Ghostwire: Tokyo is not a completely linear game either. As you walk around Tokyo, players will meet various characters who may have side missions for you. According to the creators, these missions are important in several ways; On the one hand, you will receive various rewards for completing side missions, and for example, you can expect this to help your character grow faster and unlock new skills. On the other hand, the current missions are not separate from the core of the story, and it is even said that by doing them, you will see the impact of your work in the game world, which, if implemented properly, can be a great incentive to complete missions. Be secondary.
In general, what we have seen so far from the game’s plays, on the one hand, promises first-person experiences in the mysterious atmosphere of Tokyo, where you have to defeat the spirits using different skills of the main character and speed of action, and of course sometimes encounter bosses. For example, one of these bosses, which of course we do not know exactly, is an important boss in the game, or just a stronger enemy than ordinary enemies (like a minibus), is a woman in red who has a weapon like a very large scissors and looks like It looks like it was taken straight from the middle of a Japanese horror movie and put into play.
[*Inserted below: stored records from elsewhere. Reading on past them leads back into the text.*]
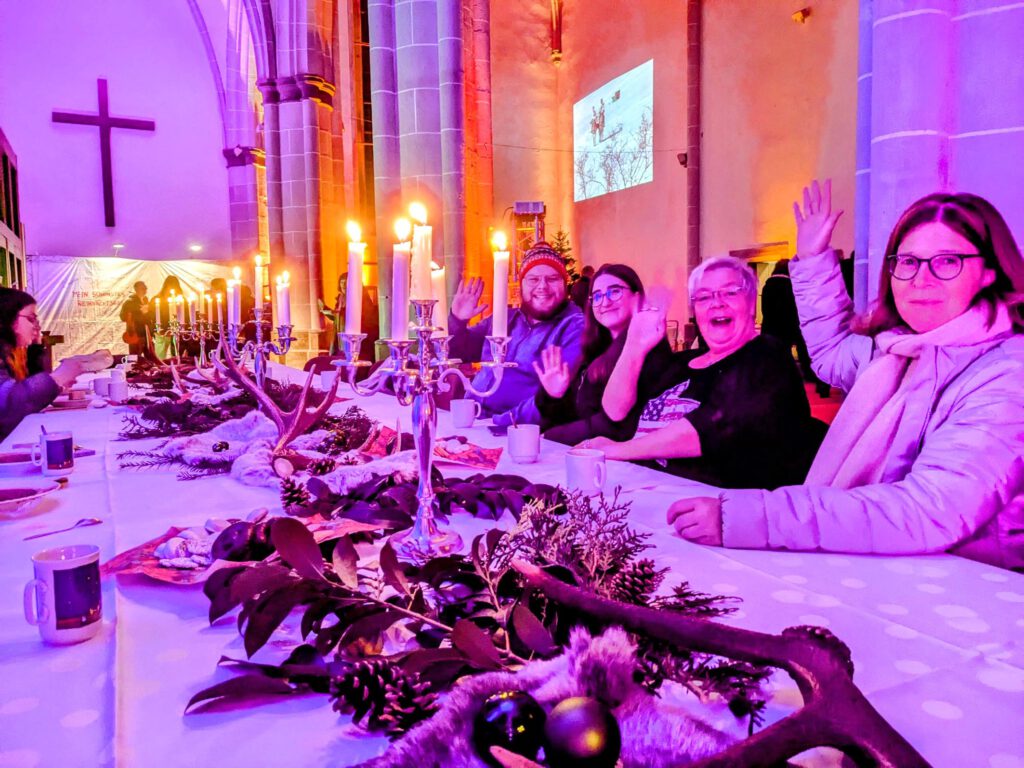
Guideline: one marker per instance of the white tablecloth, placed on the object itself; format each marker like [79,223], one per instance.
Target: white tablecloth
[936,641]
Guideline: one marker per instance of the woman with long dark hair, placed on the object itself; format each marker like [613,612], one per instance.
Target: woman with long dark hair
[927,453]
[570,401]
[25,386]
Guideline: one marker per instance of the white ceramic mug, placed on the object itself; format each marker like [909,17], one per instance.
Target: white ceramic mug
[585,470]
[464,413]
[65,599]
[54,454]
[524,442]
[118,391]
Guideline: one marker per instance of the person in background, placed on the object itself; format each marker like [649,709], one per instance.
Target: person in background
[927,453]
[546,318]
[735,414]
[779,318]
[25,386]
[569,401]
[138,322]
[580,293]
[164,345]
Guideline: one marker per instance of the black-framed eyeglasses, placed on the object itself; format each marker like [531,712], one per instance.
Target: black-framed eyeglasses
[943,266]
[611,295]
[728,295]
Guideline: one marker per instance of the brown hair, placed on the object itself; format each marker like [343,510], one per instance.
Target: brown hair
[976,220]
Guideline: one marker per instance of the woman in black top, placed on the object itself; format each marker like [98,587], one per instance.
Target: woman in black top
[736,414]
[570,402]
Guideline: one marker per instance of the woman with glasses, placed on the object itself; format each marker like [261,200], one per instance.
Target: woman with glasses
[25,387]
[734,413]
[927,453]
[569,401]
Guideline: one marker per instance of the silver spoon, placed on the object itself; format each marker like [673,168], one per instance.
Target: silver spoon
[84,522]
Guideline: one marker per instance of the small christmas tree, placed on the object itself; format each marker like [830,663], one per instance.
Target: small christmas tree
[561,246]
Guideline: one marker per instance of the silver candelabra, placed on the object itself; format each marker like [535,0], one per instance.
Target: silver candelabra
[260,348]
[431,372]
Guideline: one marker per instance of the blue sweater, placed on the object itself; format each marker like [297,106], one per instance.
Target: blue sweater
[515,396]
[18,398]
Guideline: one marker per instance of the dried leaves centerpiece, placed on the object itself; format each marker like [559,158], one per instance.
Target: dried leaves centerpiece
[384,638]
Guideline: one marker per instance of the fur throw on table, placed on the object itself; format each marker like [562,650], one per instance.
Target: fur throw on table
[655,732]
[246,445]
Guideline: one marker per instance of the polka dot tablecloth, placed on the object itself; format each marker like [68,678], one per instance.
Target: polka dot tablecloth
[937,642]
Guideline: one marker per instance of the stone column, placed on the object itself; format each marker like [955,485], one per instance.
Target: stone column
[913,87]
[271,145]
[862,184]
[987,146]
[387,155]
[451,78]
[419,107]
[946,113]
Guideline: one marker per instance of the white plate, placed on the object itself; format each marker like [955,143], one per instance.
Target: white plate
[18,497]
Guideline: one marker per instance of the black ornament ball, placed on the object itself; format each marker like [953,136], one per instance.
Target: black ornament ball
[511,719]
[582,732]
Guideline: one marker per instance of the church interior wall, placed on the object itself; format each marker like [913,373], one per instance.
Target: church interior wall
[170,185]
[779,100]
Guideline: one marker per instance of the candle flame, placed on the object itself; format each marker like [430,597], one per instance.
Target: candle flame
[418,212]
[354,231]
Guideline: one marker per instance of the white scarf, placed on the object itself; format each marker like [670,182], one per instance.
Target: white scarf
[854,450]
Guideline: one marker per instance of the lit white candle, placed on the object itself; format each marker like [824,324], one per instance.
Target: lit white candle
[258,290]
[422,252]
[353,289]
[284,300]
[399,281]
[235,297]
[439,292]
[500,317]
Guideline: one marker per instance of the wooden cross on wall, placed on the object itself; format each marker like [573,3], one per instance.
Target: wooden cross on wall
[104,122]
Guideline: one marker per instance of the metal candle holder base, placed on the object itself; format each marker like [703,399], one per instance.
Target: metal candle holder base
[431,372]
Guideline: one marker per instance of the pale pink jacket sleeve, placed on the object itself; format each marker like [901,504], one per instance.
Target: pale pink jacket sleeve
[970,468]
[825,312]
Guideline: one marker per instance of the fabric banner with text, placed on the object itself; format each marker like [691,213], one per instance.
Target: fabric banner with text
[80,298]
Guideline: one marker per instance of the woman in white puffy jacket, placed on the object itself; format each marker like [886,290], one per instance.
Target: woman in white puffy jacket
[927,453]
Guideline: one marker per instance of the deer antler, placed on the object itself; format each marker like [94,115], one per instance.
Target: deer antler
[290,423]
[835,712]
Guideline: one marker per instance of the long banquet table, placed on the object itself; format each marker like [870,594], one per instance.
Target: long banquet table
[937,642]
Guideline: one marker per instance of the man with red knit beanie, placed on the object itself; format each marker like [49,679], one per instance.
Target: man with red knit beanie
[546,318]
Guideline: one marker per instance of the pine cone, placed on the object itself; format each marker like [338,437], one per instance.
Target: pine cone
[322,466]
[361,689]
[637,583]
[408,700]
[293,495]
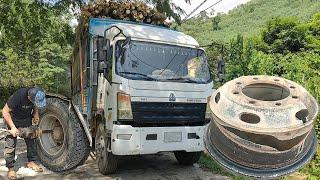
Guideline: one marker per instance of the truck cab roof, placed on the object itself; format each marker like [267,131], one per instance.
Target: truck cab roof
[146,32]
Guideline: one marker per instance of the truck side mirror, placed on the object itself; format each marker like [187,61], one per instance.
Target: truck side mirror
[221,69]
[101,52]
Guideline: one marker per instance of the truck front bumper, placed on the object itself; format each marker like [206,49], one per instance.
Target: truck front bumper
[128,140]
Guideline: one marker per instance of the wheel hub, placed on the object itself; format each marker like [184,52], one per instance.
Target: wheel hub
[262,125]
[53,137]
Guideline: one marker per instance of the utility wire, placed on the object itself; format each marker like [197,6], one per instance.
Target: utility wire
[193,11]
[212,5]
[185,19]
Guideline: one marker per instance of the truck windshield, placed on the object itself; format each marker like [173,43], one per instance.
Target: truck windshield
[161,62]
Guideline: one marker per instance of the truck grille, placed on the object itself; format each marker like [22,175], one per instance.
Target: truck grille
[168,113]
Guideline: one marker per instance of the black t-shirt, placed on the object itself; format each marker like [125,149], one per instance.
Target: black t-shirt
[21,107]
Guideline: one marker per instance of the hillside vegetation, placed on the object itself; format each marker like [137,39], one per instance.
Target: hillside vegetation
[278,38]
[248,19]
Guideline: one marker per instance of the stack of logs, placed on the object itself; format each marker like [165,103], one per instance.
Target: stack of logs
[123,10]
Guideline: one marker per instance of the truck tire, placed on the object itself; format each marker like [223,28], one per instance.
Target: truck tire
[64,144]
[107,162]
[187,158]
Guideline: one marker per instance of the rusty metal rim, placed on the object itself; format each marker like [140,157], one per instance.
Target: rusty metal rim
[255,172]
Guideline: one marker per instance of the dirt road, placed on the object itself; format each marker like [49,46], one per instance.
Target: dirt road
[157,167]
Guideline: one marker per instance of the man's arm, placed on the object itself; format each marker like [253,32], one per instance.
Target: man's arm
[7,118]
[36,116]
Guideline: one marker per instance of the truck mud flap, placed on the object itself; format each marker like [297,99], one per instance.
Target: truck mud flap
[262,126]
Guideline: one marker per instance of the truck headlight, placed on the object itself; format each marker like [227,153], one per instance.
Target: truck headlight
[208,111]
[124,107]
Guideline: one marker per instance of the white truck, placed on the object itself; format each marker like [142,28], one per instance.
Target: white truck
[136,89]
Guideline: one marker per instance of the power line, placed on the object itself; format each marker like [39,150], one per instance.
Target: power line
[201,11]
[193,11]
[212,5]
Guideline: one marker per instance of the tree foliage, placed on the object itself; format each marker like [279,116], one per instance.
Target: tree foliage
[35,43]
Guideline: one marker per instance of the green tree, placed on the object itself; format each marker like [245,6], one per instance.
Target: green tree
[34,45]
[284,35]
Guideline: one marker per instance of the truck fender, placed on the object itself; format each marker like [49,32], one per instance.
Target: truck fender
[72,106]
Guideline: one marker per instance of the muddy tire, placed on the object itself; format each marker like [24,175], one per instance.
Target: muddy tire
[107,162]
[64,145]
[187,158]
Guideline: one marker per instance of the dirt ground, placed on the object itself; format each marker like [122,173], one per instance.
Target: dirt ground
[161,166]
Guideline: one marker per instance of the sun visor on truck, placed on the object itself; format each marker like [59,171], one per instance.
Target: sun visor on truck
[262,126]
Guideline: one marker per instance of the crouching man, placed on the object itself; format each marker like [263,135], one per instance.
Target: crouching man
[18,112]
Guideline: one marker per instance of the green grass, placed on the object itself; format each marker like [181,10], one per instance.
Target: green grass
[207,162]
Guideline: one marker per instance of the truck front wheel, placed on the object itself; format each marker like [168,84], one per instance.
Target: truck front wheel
[63,144]
[107,162]
[187,158]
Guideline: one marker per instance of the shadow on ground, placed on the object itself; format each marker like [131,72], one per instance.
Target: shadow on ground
[162,166]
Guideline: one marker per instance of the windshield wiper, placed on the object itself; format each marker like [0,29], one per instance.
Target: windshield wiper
[182,79]
[146,77]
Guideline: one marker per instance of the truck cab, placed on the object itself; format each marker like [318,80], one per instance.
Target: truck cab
[143,90]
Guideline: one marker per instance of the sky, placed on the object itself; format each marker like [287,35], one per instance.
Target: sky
[223,6]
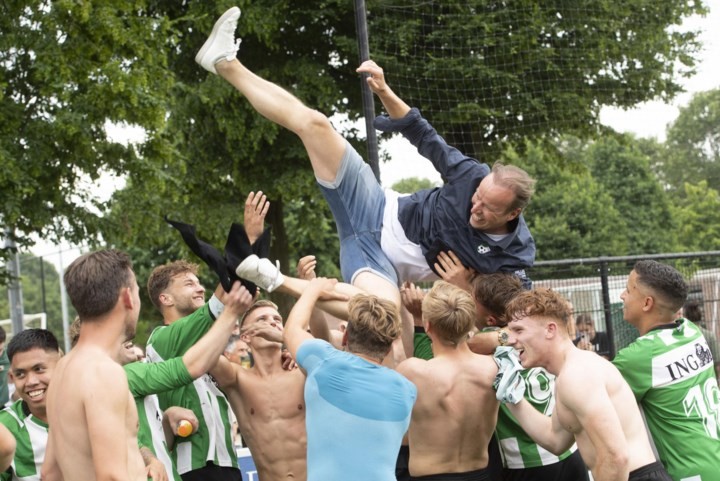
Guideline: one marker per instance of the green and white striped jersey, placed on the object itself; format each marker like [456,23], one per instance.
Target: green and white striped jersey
[145,380]
[213,441]
[31,438]
[670,370]
[518,450]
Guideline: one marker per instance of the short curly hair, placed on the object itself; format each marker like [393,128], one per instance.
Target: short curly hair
[450,311]
[540,302]
[373,325]
[161,277]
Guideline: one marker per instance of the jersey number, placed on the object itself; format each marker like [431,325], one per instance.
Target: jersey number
[705,402]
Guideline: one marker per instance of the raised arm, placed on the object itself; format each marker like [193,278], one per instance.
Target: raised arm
[201,357]
[394,105]
[7,447]
[256,208]
[544,430]
[295,332]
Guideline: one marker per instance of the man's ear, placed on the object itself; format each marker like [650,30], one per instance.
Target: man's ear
[165,299]
[648,304]
[126,297]
[551,329]
[513,214]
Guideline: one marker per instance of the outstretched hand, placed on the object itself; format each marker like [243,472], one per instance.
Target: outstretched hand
[375,76]
[306,267]
[451,270]
[256,208]
[238,300]
[412,296]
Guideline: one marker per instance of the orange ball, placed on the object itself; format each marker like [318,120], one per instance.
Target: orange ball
[184,428]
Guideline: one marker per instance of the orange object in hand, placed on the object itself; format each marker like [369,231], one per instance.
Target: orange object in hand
[184,428]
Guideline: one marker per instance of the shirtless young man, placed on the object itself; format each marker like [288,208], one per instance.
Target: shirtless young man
[267,399]
[593,404]
[455,413]
[94,419]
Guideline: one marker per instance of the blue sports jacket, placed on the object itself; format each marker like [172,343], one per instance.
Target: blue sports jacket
[438,219]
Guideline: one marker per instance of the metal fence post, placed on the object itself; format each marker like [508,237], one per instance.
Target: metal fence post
[607,308]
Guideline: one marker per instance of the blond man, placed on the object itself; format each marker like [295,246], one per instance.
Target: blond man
[357,410]
[456,410]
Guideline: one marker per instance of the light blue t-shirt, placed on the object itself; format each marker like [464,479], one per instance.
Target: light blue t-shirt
[357,414]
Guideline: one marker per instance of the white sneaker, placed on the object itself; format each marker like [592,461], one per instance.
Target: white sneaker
[221,44]
[261,272]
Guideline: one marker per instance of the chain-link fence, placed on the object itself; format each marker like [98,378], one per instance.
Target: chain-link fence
[594,286]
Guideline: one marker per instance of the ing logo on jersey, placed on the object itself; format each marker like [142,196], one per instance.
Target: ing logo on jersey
[704,355]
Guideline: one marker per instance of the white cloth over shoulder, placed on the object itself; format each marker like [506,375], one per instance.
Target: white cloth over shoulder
[509,384]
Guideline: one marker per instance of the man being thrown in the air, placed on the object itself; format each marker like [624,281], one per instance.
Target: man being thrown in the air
[385,238]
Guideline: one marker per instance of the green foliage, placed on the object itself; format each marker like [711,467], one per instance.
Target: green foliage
[222,149]
[693,144]
[412,184]
[571,215]
[40,284]
[66,69]
[619,164]
[698,211]
[490,73]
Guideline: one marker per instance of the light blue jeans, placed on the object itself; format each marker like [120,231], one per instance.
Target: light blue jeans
[357,202]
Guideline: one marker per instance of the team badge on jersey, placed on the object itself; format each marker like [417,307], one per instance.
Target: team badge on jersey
[483,249]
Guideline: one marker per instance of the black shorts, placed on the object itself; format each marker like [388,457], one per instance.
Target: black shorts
[650,472]
[213,472]
[478,475]
[571,468]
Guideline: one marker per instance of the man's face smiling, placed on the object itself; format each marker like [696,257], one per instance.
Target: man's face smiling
[186,293]
[633,298]
[526,336]
[490,210]
[267,316]
[31,371]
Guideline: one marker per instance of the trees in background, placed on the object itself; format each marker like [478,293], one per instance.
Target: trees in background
[69,68]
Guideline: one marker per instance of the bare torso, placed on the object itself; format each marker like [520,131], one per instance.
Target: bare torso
[579,365]
[455,413]
[271,415]
[83,397]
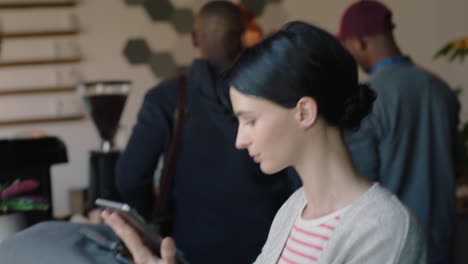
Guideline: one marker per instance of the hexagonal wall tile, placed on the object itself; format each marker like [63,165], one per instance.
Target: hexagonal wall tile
[183,50]
[182,20]
[137,51]
[163,65]
[163,37]
[159,10]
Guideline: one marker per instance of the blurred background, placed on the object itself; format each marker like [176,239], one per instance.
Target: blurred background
[48,48]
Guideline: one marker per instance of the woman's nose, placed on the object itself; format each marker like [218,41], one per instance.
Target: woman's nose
[242,141]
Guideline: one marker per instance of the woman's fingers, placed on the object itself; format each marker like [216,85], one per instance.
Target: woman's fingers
[141,254]
[168,251]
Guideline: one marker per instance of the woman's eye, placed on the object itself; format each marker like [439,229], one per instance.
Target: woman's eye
[249,123]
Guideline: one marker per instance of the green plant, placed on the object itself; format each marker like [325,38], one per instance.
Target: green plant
[16,196]
[454,49]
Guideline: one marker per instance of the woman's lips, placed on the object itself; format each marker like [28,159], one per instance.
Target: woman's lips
[256,158]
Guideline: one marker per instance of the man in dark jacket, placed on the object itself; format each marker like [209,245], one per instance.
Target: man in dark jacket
[223,203]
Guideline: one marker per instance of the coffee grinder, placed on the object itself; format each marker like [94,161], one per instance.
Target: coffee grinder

This design style is a confirmation of Ghostwire: Tokyo’s strong dependence on Japanese folklore, and if you are one of those audiences who are very interested in the culture of this country, you will probably easily connect with the overall atmosphere of the game.
Ghostwire: Tokyo is set to be released on April 5, 1401 for the PlayStation 5 and PC. Although the publisher of the game is Bethesda and the company is now considered a subsidiary of Microsoft, but before Microsoft bought Zenimax, Bethesda had a contract with Sony, which is why Ghostwire: Tokyo is currently released between consoles only for PlayStation 5 and For at least a year, the platform will be monopolized by the console.
Finally, please share your thoughts about this game with Zomji and say how successful do you think Ghostwire: Tokyo will be?